I’ve had a lot to say on the retail sector of late (here on the S&P Retail etf XRT), here on Walmart, and here on Amazon’s effects on Department and apparel stores, oh and here). My view is simple, that its not just the wrecking ball that is AMZN wreaking havoc on retailers of late, but also possibly a U.S. consumer that is saving more, or feeling the adverse affect of higher gas at the pump, or leaning towards bigger ticket items like autos, that is weighing on them. Regardless of the reasons at this point, it’s important to note that outliers will always exist, bucking the apparent broad trend. One such stock, that aside from two sharp sell offs in the last year, is The Home Depot (HD), which earlier this week made a new all time high. You could try to extrapolate the recent woes of department stores like Macy’s (M), home-goods stores like Bed Bath & Beyond (BBBY) or appliance seller Whirlpool (WHR) to HD, but it has only been broad market sell offs that have taken this stock down over the past year:
What’s obvious from the 1yr chart above is that the stock has found support at $110 and resistance at $135. The technical set up is pretty interesting, as the stock has made a nice base at prior highs for a month and half threatening a breakout. On the flip-side, if the company were to miss and guide down, there is little technical support until $130 and then $125:
As we head into HD’s Q1 results Tuesday before the market opens, it’s important to consider the implied move in the options market is about 3.5%, above the 2.5% average one day move over the last 4 quarters. HD has declined only 3 times following earnings over the last 12 quarters. Short dated options prices are not exactly that rich considering the earnings event, with 30 day at the money implied vol at 21%, up from the 2016 low of 15%, but down from the Feb high of 37%:
My Take into the Print: If I were long I might consider stock alternatives as the risk reward looks like one up, two down. But that doesn’t exactly mean that I think the stock is going down after the results, merely that the risks are skewed to the downside. So if I were positively disposed to play the stock for a breakout following their results, I would look to do so with defined risk. One of the main reasons for this stance is that prior market leaders like Disney (DIS), Nike (NKE) and Starbucks (SBUX), that all traded at premiums to their peers and the market, have all lagged the broad market and their respective groups in 2016. HD trades at nearly 25x trailing earnings, very near a 10 year high:
IN sum, the chart looks poised for a breakout on a beat and raise and the stock up in line with the implied move of $4.50 in the high $130s, but on a miss and guide down I see the stock down far more than the implied move, possibly as low as $125. For those inclined to be long, spending some premium and defining your risk seems like the way to play. So what’s the trade?

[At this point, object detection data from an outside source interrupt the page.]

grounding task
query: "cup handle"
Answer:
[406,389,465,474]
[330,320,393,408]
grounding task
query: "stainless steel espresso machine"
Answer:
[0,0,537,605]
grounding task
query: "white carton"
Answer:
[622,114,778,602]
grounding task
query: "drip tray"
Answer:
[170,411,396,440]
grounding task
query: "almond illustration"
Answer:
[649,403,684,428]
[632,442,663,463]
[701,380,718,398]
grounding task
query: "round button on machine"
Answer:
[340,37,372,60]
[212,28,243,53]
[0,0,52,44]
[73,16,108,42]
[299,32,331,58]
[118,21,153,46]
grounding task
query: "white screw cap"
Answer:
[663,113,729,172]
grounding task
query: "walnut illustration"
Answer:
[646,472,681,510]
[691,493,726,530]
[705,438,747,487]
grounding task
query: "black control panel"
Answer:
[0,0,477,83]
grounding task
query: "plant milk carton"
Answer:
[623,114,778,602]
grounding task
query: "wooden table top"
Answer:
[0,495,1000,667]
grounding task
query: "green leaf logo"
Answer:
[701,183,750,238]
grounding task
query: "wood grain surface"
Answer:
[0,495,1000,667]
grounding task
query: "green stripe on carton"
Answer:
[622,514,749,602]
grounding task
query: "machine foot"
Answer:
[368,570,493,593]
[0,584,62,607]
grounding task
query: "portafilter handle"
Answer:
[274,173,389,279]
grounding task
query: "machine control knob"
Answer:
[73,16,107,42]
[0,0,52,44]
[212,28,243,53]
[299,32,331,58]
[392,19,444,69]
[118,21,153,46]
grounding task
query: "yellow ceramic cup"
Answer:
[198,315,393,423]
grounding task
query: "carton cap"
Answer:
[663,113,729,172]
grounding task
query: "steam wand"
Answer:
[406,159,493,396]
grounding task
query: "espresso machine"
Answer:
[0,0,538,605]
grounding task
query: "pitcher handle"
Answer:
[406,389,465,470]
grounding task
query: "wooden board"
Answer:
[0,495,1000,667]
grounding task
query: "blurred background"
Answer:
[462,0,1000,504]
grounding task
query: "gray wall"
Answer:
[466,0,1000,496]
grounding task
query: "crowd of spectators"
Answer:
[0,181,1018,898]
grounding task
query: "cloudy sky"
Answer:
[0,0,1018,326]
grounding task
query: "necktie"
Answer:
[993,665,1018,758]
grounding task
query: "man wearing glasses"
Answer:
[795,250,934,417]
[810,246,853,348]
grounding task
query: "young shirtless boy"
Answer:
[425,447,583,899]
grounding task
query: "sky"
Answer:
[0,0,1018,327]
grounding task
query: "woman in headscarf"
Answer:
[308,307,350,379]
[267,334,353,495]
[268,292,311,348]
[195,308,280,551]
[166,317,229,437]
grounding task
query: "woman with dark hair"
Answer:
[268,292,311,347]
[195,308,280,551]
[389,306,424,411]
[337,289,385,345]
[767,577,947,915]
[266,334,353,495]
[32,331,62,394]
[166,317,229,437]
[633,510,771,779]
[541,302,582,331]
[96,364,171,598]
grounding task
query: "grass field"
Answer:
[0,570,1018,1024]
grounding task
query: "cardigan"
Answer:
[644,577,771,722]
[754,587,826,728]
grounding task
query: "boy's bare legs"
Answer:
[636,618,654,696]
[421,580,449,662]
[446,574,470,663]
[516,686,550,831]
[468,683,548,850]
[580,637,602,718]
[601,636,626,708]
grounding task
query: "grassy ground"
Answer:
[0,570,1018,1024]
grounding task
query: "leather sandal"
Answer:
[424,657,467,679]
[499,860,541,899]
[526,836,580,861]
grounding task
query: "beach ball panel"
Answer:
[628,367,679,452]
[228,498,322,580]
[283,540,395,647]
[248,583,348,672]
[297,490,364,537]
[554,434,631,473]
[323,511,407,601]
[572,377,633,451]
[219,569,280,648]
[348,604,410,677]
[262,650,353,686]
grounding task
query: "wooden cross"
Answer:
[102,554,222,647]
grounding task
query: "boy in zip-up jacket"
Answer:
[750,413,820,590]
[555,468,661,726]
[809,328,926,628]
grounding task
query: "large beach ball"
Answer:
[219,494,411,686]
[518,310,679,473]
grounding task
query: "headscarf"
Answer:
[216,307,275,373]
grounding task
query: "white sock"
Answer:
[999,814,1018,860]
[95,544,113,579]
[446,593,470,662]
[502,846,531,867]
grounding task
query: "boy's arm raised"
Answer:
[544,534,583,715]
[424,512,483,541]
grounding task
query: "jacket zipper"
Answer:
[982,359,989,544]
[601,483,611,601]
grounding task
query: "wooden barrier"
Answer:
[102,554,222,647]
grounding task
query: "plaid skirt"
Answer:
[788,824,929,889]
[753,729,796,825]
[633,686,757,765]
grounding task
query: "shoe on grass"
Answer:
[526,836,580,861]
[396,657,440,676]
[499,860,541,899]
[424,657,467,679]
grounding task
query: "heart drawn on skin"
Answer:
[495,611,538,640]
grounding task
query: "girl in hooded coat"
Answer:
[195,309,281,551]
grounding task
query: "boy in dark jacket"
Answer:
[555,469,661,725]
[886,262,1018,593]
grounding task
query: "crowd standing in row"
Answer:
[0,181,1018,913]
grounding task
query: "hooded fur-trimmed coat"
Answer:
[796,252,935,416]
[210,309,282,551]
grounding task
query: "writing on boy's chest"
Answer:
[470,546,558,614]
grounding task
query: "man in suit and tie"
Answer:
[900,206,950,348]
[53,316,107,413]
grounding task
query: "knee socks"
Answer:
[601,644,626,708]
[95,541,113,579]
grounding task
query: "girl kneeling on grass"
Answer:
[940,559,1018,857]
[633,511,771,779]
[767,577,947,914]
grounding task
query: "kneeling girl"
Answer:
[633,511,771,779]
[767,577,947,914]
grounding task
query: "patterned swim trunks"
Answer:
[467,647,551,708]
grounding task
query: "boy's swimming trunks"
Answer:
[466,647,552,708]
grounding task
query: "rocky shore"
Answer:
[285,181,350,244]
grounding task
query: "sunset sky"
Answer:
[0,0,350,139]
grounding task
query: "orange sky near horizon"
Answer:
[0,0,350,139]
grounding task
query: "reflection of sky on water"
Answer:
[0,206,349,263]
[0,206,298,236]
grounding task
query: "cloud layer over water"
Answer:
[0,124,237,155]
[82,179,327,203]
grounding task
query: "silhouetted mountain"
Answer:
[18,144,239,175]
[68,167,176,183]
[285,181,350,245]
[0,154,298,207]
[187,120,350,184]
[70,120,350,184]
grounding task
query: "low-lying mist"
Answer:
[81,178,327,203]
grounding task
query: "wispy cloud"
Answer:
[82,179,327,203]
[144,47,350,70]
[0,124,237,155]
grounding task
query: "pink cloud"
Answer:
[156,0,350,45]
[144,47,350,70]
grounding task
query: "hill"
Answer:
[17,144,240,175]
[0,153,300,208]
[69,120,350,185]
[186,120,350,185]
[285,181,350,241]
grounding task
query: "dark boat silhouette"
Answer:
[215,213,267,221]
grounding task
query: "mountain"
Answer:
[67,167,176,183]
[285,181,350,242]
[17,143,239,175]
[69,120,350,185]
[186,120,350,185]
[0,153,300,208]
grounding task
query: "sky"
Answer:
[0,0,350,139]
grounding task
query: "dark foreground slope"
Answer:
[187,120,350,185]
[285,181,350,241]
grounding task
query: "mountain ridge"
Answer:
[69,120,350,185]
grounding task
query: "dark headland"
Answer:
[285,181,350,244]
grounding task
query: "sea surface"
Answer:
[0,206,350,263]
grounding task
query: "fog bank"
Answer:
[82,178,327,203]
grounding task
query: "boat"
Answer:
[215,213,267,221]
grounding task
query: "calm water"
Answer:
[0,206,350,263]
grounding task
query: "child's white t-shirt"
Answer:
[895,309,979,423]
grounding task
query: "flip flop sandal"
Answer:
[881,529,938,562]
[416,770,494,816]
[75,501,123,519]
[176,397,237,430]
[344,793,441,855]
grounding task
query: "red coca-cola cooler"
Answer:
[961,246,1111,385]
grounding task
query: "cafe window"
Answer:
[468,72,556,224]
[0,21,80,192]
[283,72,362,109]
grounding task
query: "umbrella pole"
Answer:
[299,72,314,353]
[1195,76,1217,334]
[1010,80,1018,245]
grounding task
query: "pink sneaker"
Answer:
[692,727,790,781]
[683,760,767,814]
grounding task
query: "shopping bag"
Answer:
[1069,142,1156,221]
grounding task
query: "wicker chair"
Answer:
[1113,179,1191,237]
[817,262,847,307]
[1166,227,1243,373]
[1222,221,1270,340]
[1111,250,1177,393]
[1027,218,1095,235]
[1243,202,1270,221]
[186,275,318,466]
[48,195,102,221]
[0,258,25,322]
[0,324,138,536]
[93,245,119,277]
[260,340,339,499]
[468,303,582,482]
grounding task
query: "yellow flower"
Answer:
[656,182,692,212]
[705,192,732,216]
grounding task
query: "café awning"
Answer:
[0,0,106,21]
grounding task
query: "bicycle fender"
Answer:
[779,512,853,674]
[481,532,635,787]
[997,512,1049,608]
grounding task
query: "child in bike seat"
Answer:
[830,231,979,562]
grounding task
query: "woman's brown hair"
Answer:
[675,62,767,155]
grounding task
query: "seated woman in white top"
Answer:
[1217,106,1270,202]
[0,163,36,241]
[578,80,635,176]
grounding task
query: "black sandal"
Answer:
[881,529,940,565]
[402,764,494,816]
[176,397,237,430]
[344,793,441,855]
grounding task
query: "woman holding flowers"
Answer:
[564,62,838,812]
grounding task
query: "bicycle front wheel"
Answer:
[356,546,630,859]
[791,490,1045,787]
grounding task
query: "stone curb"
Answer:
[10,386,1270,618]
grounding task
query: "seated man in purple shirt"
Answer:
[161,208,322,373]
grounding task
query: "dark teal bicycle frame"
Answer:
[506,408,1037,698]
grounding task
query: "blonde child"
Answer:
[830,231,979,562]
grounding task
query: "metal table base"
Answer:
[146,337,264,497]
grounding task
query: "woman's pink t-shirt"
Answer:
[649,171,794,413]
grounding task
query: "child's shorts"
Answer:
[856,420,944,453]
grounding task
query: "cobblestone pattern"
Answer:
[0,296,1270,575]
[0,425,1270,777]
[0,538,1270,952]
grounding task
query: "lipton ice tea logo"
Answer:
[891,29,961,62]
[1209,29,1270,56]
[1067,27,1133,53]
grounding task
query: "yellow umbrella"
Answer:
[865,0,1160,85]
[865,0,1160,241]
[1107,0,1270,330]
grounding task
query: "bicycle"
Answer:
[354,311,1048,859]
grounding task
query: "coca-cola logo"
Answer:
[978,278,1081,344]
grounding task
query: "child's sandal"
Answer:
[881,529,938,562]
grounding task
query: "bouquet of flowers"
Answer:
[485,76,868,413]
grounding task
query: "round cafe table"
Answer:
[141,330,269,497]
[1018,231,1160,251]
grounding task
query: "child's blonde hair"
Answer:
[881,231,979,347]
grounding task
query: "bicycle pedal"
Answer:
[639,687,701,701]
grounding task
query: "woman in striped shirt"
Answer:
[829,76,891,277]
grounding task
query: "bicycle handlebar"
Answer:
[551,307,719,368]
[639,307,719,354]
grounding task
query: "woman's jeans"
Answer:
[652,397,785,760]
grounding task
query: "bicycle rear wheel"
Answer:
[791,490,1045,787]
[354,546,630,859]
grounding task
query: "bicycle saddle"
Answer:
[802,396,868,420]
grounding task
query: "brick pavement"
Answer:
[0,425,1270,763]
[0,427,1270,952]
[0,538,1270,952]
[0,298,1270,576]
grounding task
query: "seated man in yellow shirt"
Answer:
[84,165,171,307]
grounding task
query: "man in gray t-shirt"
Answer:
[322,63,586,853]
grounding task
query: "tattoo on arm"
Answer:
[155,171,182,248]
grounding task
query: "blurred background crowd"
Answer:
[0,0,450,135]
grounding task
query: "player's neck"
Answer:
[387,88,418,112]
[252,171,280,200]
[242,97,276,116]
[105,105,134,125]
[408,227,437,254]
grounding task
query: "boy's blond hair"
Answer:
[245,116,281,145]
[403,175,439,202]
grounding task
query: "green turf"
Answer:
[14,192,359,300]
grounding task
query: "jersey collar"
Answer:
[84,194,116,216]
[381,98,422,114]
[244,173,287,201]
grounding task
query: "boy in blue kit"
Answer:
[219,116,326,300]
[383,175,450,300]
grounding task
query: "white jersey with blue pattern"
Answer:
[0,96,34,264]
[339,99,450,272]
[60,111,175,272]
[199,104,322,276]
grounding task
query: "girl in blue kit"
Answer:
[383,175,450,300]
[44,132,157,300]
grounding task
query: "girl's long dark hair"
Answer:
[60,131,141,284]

Trade Idea: HD ($133.60) Buy May 134 / 138 / 142 Call Butterfly for $1
- Buy 1 May 134 call for 2.50
- Sell 2 May 138 calls at .80 or 1.60 total
- Buy 1 May 142 call for 10 cents
Break-Even on May Expiration: Profits: up to 3 between 135 and 141 with max gain of 3 at 138, Break-even up just 1% from current levels. Losses: up to 1 between 134 and 135 & between 141 and 142, max loss of 1 below 134 and above 142 Rationale: While options prices appear cheap, they will lose a significant amount of extrinsic value after the earnings event. This trade structure looks to reduce premium outlay while targeting a move higher in line with the implied move while defining risk to the downside.